Effective treatment of progressive nodular histiocytosis by intermediate-dose cytarabine: a case report and literature review

Am J Transl Res. 2021 Aug 15;13(8):9040-9047. eCollection 2021.

Abstract

Background: Progressive nodular histiocytosis (PNH) is a rare, clinically distinct non-Langerhans cell histiocytic neoplasm affecting the skin and mucous membranes with no signs of spontaneous regression of the lesions. Patients typically have hundreds of lesions of superficial xanthomatous papules to nodules and deep larger fibrous nodules, which can be life-threatening if laryngeal mucosa was involved. So far, few cases of PNH have been reported and no effective treatment has been shown to reverse the progressive clinical course.

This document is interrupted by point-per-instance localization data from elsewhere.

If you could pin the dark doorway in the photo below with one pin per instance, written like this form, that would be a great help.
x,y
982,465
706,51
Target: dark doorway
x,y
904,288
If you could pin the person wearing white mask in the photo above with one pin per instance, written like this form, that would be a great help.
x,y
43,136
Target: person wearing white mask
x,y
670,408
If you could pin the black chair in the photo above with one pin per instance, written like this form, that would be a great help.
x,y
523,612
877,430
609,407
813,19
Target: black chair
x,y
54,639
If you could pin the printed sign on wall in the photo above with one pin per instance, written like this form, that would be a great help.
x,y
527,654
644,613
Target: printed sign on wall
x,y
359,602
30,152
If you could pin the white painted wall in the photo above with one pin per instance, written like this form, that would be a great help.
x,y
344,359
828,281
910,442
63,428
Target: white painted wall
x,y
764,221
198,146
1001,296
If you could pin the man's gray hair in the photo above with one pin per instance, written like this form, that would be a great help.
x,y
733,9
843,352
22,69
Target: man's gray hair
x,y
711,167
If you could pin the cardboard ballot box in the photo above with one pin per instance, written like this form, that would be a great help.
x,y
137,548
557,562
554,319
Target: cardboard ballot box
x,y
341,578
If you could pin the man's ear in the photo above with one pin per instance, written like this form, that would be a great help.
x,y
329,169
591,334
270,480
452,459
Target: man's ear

Case presentation: Here we describe a case of PNH presenting as diffuse, progressively enlarging papules, nodules and even leonine appearance in a young woman. The diagnosis was confirmed by histological and immunohistochemical findings. Next-generation sequencing (NGS) showed identical missense mutation in XIAP Y404C and in-frame deletion in MAPK1 A2[6>5]. Since ERK inhibitor has not been on the market yet, the patient received chemotherapy instead. Traditional chemotherapy with intermediate-dose of cytarabine (500 mg/m2 cytarabine by 3-hour infusion every 12 hours for 3 days every 5 weeks) achieved favorable therapeutic effect as confirmed by clinical symptoms and PET/CT imaging.

Conclusions: PNH is a rare, proliferative disorder with disfiguring lesions and deteriorative quality of life. Mutations in MAPK1, XIAP may play crucial roles in the pathogenesis of PNH. Intermediate-dose cytarabine can be considered as a promising treatment option for PNH patients.

Keywords: Progressive nodular histiocytosis (PNH); cytarabine; next-generation sequencing; non-Langerhans cell histiocytosis (non-LCH).